Nurses—Making a Difference in Global Health

Nurse Stories:  Achieve universal primary education

Latino high school students prepare for nursing careers

Dr. Michael Dauzvardis with campers in the Stritch School of Medicine anatomy laboratory.

Guided by the vision of Dean Sheila Haas, the Berwyn/Cicero Registered Nurse Initiative began in 2000 with funding from the MacNeal Health Foundation.“

We recognized the need to begin working with students early in their high school experience,” reported Gloria Jacobson, project director and associate professor at the School of Nursing. “As a result, in 2002 we began Experiencias en Salud, a health careers summer day camp for students who would ultimately be eligible for the foundation scholarship.

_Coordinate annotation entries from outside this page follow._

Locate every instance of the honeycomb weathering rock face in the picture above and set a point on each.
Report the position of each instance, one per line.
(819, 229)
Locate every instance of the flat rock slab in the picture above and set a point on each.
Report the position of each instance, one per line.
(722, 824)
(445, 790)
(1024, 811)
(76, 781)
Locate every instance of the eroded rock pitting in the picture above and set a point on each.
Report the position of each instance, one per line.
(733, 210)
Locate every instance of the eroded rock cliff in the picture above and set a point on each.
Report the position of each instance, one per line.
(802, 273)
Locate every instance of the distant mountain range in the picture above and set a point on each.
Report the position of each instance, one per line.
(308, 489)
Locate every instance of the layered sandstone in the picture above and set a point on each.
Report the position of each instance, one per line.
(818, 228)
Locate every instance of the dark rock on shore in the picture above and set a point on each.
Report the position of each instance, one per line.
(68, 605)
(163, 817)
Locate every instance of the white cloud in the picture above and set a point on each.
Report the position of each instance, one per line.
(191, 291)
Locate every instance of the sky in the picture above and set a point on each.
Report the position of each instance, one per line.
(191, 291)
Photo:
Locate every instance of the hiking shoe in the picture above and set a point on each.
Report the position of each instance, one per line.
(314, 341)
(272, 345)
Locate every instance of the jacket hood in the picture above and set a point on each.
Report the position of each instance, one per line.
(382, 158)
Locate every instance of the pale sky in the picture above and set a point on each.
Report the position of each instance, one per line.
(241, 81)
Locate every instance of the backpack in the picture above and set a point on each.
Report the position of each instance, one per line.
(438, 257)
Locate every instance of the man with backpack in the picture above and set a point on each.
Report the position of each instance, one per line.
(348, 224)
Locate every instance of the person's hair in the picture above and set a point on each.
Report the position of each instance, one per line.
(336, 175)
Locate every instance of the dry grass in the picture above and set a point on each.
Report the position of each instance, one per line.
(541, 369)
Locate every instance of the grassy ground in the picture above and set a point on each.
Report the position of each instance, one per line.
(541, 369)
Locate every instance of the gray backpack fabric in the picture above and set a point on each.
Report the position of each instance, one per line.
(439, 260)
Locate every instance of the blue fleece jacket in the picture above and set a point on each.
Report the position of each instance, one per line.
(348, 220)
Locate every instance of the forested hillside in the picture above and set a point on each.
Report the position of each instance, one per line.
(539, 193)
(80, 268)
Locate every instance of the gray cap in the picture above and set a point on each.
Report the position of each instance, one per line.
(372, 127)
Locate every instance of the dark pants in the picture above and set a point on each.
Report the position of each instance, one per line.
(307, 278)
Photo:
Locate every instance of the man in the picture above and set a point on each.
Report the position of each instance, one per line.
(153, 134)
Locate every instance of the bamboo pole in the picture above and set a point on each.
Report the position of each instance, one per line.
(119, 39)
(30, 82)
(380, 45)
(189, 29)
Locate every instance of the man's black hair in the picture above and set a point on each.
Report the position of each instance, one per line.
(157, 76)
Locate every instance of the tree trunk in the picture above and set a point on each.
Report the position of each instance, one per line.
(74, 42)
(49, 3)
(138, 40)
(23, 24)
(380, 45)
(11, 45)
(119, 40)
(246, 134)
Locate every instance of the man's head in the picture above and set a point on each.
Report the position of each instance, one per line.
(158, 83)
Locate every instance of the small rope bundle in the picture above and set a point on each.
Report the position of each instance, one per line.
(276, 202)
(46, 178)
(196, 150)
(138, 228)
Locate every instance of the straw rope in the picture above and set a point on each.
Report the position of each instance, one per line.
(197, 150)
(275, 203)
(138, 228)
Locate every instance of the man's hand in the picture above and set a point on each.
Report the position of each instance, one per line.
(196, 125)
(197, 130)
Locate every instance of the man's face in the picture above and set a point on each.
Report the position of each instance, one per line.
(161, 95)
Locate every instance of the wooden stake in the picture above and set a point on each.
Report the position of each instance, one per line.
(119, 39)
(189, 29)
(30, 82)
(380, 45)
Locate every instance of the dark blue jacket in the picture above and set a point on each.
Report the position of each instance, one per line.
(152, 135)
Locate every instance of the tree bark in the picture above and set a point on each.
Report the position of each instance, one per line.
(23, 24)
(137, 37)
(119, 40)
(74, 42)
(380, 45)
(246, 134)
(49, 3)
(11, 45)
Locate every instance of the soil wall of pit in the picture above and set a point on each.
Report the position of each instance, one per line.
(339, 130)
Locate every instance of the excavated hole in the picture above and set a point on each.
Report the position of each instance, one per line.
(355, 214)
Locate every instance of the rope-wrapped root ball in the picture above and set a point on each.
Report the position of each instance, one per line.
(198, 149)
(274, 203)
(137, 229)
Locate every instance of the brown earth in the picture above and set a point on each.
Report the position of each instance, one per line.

Nearly 70 students have participated in this informative, highly interactive event that allows students first-hand experience in premier health care and educational settings.”

Recruiting students who had never imagined attending college presented an assortment of challenges. Many students were interested but did not have the college preparatory coursework needed for admission to the School of Nursing. Several parents objected to their children attending a school located 45 minutes from home. Some youths and parents did not see the need for further education.

Because college-admission tests are challenging for many Latino students, a structured class was arranged through a national test preparation company. Nearly all students who show commitment to the course have significantly raised their scores.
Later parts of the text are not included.